実際にどのような方法で請求を行うのか、その内容について確認しておきましょう。

遺留分侵害額請求の流れ

遺留分を侵害された遺留分権利者は、まず自身の遺留分と不足額がいくらになるかを計算しておきます。

その上で、遺留分を侵害している相手方と、遺留分をどのように精算するか話し合いを行います

なお、相手方に遺留分を請求する際は、内容証明郵便により書面を送付するべきです

内容証明郵便による請求を行うことで、時効が成立するのを止めることができます。

直接口頭で請求しても、「言った」「言わない」の争いになってしまうため、上記の期間内に内容証明郵便を送るようにしましょう。

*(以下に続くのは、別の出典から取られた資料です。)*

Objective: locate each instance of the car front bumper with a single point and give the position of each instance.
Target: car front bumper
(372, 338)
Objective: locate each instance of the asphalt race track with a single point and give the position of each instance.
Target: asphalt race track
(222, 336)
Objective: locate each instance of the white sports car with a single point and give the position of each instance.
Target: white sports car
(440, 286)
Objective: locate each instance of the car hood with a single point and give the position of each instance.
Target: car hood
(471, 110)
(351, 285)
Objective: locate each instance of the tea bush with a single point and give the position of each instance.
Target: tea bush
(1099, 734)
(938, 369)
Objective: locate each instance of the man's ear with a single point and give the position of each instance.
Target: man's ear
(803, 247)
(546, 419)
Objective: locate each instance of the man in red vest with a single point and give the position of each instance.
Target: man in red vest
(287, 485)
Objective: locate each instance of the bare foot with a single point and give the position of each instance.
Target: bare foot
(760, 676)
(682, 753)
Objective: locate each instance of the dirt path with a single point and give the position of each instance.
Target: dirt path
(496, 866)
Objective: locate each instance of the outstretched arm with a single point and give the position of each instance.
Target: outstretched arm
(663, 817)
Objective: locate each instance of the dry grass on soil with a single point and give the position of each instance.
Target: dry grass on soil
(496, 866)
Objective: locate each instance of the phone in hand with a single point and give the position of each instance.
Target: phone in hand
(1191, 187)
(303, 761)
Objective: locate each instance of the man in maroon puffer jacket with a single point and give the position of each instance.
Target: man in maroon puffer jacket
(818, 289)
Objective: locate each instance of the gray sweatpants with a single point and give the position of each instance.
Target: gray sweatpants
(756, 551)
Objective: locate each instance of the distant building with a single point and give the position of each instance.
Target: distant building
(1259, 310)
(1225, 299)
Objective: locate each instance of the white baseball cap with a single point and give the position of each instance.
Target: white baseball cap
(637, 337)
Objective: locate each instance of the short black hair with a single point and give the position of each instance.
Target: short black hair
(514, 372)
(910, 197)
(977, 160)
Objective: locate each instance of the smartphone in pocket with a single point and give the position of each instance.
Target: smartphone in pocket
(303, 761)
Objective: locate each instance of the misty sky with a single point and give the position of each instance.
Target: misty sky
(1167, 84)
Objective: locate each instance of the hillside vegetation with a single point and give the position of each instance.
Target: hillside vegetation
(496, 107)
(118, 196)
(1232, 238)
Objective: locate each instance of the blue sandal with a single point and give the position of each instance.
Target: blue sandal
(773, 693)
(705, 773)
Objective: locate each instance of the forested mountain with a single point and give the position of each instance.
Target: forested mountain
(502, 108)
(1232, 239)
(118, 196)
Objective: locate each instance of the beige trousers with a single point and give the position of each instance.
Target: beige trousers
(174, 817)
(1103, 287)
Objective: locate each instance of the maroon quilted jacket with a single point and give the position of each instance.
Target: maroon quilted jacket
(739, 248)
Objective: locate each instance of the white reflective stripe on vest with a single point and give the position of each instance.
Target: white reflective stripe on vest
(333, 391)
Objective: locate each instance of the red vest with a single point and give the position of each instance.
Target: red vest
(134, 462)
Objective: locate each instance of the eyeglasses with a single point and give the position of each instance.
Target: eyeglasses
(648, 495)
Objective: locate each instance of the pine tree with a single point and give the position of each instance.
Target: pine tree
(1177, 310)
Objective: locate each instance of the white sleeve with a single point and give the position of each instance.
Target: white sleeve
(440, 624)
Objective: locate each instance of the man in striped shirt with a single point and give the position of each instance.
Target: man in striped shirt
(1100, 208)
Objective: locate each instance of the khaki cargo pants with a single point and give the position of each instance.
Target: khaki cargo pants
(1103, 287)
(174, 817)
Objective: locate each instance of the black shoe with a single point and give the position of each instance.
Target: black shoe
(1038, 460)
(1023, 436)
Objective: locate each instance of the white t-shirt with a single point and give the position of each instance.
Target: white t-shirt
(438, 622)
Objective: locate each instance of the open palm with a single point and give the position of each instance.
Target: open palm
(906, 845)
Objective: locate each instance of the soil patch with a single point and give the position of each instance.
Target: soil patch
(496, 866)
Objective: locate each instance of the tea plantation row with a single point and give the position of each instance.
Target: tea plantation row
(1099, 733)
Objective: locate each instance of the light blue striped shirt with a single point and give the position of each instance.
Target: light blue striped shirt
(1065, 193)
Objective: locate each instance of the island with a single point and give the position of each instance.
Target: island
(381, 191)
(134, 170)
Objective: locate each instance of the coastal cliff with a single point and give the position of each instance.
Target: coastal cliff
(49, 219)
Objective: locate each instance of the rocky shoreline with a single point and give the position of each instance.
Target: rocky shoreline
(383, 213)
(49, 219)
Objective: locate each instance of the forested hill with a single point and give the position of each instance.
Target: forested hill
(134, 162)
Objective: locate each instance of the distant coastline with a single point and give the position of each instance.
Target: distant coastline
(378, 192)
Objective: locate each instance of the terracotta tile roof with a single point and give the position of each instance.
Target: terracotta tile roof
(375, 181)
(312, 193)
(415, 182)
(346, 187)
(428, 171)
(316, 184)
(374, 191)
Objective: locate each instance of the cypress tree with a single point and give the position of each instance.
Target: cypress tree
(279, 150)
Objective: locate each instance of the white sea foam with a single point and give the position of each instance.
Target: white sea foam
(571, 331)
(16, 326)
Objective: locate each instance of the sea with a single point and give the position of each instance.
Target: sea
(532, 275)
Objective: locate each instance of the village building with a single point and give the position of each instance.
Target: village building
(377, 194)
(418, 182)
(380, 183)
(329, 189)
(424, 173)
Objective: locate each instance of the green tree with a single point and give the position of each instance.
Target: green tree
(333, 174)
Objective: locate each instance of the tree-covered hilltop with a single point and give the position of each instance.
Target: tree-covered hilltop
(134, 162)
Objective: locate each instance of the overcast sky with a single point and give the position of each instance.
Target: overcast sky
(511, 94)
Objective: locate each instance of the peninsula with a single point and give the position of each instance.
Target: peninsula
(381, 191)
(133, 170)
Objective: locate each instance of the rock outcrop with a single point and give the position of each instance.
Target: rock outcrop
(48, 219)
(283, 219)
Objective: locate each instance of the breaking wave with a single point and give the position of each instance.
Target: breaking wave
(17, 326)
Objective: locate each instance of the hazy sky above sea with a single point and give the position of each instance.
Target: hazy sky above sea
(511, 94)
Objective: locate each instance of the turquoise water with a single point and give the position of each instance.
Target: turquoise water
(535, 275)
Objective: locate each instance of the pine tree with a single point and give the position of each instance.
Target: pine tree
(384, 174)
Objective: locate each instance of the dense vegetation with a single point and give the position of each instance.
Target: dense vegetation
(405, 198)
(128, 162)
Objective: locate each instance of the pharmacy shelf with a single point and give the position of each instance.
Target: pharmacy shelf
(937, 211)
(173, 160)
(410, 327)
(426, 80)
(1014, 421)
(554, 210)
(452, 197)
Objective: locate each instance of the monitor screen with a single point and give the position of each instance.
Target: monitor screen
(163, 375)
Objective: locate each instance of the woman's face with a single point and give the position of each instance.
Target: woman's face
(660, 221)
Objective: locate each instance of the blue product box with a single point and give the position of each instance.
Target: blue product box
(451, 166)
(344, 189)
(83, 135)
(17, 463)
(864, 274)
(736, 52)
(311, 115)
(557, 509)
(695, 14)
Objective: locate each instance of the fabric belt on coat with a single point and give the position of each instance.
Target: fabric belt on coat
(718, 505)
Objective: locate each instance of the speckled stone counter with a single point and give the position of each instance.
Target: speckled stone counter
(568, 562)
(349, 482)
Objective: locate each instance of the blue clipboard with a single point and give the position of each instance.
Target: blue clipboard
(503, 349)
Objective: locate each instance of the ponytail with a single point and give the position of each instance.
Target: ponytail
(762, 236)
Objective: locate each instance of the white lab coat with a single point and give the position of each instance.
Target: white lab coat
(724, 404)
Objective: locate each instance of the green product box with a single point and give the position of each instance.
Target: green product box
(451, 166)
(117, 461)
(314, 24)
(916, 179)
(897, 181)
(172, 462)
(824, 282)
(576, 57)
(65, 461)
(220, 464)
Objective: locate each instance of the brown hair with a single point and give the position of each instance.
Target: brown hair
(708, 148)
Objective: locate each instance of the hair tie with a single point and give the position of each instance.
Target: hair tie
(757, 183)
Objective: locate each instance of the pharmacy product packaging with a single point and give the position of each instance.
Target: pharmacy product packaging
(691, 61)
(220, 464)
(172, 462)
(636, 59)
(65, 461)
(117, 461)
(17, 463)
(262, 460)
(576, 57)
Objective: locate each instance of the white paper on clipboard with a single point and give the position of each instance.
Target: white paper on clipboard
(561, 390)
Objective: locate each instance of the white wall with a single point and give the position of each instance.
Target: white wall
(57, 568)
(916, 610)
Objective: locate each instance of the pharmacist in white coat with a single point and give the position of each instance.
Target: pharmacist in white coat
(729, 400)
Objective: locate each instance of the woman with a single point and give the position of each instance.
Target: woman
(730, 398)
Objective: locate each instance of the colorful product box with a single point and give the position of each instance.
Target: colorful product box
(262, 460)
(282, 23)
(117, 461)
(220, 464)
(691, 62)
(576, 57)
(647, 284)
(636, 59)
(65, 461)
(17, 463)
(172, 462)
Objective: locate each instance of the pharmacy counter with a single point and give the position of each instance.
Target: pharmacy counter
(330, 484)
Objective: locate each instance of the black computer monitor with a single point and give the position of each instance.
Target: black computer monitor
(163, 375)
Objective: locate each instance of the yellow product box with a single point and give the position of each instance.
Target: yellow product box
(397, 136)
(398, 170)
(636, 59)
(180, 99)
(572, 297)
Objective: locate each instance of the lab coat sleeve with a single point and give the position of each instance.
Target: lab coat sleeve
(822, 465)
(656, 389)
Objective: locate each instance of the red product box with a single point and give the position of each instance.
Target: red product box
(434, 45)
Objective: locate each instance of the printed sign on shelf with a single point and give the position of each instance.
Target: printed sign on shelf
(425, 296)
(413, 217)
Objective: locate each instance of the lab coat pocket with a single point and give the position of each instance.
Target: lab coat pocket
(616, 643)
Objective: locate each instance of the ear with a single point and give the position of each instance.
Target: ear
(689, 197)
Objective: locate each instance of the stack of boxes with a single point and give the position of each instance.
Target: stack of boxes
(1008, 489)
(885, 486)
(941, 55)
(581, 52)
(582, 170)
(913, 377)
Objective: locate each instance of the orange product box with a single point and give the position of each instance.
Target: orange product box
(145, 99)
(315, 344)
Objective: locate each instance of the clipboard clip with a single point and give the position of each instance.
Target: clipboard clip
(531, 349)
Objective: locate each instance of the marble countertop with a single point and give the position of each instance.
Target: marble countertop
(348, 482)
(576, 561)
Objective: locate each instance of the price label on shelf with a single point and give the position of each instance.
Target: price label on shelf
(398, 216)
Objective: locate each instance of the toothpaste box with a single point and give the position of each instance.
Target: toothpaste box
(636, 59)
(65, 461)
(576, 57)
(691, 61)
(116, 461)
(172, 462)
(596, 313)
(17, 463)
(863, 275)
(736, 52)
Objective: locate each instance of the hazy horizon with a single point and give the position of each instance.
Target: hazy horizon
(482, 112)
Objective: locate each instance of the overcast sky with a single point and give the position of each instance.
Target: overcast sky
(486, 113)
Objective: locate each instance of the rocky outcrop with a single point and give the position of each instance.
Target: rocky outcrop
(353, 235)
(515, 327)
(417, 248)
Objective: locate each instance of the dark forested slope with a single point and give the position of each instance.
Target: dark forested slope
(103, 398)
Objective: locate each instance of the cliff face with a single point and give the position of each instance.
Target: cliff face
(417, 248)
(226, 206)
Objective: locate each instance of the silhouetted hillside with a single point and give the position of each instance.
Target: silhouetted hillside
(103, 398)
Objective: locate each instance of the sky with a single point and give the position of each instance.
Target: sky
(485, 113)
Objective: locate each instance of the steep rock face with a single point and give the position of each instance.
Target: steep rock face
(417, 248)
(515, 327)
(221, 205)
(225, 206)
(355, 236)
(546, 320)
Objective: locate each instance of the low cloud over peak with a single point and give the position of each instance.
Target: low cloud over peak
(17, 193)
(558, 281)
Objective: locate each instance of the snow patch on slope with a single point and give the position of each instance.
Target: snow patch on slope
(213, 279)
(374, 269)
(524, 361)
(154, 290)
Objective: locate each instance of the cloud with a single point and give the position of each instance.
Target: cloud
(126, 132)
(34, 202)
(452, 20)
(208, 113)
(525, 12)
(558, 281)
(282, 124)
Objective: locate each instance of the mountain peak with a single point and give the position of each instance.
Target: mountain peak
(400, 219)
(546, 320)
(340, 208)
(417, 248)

話し合いにより解決できない場合は、家庭裁判所に遺留分侵害額請求の調停を行います。

調停は、調停委員を介してお互いに話し合いによる解決を目指す方法です。

お互いに直接会って話し合う必要がないため、冷静な判断による解決が期待できます。

調停も成立しない場合は、裁判所に遺留分侵害額請求訴訟を行います。

裁判官の判断により、遺留分の問題を解決する方法です。

遺留分の請求に必要な書類

遺留分を請求する際に、必ず必要になる書類はありません。

ただし、遺留分侵害額を計算するためには、不動産の評価額や預金の額といった遺産の詳細を知る必要があるので、実際には遺産に関する資料が必要になると考えられます。

遺留分を侵害している相手方は、遺産に関する資料を開示してくれないことも多いため、この場合には弁護士に依頼した方が良いでしょう。

まとめ

遺留分を有する人のことを遺留分権利者といいます。

法定相続人がすべて遺留分権利者となるわけではなく、兄弟姉妹は法定相続人になったとしても遺留分はありません

また、遺留分の割合の計算は法定相続分の計算よりわかりにくいケースもあるので、注意が必要です。

遺留分に満たない金額しか相続できなかった遺留分権利者は、時効が成立する前に請求する手続きを行うようにしましょう。

遺留分の計算や相手方との交渉など、自身で行うことが難しい事項も多いので、一度弁護士にご相談することをおすすめします。